The comparison-based lower bound Omega(log n) per ordered output still applies; the d-ary heap merely redistributes that work between push and pop. For asymptotically faster amortised behaviour one must move to Fibonacci-style or soft-heap structures, at the cost of giving up the implicit array representation that makes the d-ary heap so attractive in cache-bound contexts.
Key references.
- Cormen, Leiserson, Rivest, Stein. Introduction to Algorithms, 3rd ed., MIT Press, 2009. Chapter 6, Problem 6-2 ("Analysis of d-ary heaps").
- Boost C++ Libraries,
boost::heap::d_ary_heapdocumentation, https://www.boost.org/doc/libs/release/doc/html/boost/heap/d_ary_heap.html - Chazelle, B. "The soft heap: an approximate priority queue with optimal error rate." Journal of the ACM 47(6):1012-1027, 2000.

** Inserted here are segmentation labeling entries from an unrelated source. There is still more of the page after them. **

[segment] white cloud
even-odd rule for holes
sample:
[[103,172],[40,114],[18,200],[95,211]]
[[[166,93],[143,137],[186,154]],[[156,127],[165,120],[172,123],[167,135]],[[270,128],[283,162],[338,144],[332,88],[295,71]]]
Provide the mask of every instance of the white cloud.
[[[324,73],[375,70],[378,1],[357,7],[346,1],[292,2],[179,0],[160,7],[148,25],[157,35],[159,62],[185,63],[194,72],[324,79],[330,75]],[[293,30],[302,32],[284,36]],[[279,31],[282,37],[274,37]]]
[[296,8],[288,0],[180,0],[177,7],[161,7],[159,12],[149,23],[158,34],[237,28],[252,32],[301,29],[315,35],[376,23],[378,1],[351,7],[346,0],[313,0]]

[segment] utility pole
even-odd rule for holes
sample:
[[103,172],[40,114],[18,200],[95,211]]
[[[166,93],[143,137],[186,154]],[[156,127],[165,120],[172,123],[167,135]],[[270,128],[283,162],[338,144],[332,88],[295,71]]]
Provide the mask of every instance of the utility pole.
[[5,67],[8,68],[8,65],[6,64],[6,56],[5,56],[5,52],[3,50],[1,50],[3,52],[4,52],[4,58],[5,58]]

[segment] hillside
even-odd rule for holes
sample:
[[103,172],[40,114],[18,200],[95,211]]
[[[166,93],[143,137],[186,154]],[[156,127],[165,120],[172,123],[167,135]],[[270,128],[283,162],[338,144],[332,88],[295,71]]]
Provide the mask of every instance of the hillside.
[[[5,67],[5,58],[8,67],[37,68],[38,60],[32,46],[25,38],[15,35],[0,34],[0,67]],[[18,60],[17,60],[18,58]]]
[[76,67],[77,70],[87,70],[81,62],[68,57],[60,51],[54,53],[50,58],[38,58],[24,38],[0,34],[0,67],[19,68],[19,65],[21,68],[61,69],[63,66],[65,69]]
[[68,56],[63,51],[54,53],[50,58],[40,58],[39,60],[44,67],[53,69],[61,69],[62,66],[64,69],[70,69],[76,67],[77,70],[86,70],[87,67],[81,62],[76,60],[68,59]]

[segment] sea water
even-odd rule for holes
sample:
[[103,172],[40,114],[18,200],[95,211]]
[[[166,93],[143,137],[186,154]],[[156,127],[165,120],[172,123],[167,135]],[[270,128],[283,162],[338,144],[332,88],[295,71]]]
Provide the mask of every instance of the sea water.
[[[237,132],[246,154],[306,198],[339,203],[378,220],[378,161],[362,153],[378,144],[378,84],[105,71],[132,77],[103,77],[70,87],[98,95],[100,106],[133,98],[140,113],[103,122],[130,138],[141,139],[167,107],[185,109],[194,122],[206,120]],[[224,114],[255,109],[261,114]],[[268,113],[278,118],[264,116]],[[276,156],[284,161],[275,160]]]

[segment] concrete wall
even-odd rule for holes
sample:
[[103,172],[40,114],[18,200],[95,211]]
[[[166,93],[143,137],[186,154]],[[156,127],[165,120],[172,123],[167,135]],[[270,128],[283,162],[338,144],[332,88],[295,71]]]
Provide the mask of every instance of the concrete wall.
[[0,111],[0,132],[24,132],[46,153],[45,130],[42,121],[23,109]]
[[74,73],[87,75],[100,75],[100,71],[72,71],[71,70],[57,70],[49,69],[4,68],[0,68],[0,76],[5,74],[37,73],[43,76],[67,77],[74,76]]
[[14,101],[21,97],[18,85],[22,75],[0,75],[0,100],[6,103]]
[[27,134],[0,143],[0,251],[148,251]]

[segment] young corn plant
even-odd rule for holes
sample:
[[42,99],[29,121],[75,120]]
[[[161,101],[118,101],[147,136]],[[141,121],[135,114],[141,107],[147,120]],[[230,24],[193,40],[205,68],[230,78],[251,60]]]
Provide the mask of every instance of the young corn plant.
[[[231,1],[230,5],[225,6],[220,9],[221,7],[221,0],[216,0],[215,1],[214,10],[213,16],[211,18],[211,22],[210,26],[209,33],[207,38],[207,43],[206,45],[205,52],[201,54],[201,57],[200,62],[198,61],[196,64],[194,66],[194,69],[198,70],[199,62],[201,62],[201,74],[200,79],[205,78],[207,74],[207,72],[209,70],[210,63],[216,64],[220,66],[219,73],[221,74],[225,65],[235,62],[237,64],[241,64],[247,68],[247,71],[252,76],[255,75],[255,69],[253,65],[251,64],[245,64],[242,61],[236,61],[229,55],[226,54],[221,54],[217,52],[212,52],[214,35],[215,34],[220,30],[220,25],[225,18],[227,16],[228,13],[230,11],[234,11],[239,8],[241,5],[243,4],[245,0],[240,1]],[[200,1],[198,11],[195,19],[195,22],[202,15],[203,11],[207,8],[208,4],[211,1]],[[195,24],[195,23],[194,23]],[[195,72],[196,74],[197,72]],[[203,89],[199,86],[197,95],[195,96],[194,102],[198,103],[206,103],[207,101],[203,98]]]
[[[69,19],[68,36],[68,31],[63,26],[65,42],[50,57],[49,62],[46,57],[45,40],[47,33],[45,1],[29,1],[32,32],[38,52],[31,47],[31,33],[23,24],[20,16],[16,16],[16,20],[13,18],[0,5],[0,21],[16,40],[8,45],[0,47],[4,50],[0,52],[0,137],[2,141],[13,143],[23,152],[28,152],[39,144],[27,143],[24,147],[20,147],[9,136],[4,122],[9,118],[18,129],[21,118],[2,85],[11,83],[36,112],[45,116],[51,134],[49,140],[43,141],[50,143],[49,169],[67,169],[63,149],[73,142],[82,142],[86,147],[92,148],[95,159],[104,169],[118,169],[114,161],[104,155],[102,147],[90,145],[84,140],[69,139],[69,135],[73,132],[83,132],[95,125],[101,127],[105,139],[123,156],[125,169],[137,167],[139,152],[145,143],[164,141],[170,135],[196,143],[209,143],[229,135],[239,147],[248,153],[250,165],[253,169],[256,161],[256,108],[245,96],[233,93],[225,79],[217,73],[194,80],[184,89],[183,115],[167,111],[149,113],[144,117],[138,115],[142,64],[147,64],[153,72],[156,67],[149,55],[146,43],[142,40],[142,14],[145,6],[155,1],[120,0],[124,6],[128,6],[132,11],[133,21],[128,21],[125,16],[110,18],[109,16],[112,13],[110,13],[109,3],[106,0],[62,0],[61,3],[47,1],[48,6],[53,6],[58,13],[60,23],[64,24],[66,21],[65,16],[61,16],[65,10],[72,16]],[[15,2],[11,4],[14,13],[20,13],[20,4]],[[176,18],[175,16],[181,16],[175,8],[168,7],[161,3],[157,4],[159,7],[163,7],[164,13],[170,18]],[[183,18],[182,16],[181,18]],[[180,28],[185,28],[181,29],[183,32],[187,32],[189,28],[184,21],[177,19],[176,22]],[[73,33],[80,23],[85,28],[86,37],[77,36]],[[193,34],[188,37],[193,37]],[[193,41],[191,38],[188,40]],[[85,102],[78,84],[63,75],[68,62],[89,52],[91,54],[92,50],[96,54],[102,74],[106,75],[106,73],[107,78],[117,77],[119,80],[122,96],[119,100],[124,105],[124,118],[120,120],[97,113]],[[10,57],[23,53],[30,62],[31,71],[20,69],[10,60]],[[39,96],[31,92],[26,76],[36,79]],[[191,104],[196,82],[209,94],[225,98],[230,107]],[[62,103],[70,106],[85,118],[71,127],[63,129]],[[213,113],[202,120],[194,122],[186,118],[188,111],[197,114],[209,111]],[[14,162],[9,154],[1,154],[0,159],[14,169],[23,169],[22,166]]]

- Johnson, D. B. "Efficient algorithms for shortest paths in sparse networks." Journal of the ACM 24(1):1-13, 1977.
- Tarjan, R. E. Data Structures and Network Algorithms. SIAM, 1983.
- Aggarwal, A.; Vitter, J. S. "The input/output complexity of sorting and related problems." Communications of the ACM 31(9):1116-1127, 1988.
- Frigo, M.; Leiserson, C. E.; Prokop, H.; Ramachandran, S. "Cache-oblivious algorithms." FOCS 1999.
- Kaplan, H.; Zwick, U. "A simpler implementation and analysis of Chazelle's soft heaps." SODA 2009.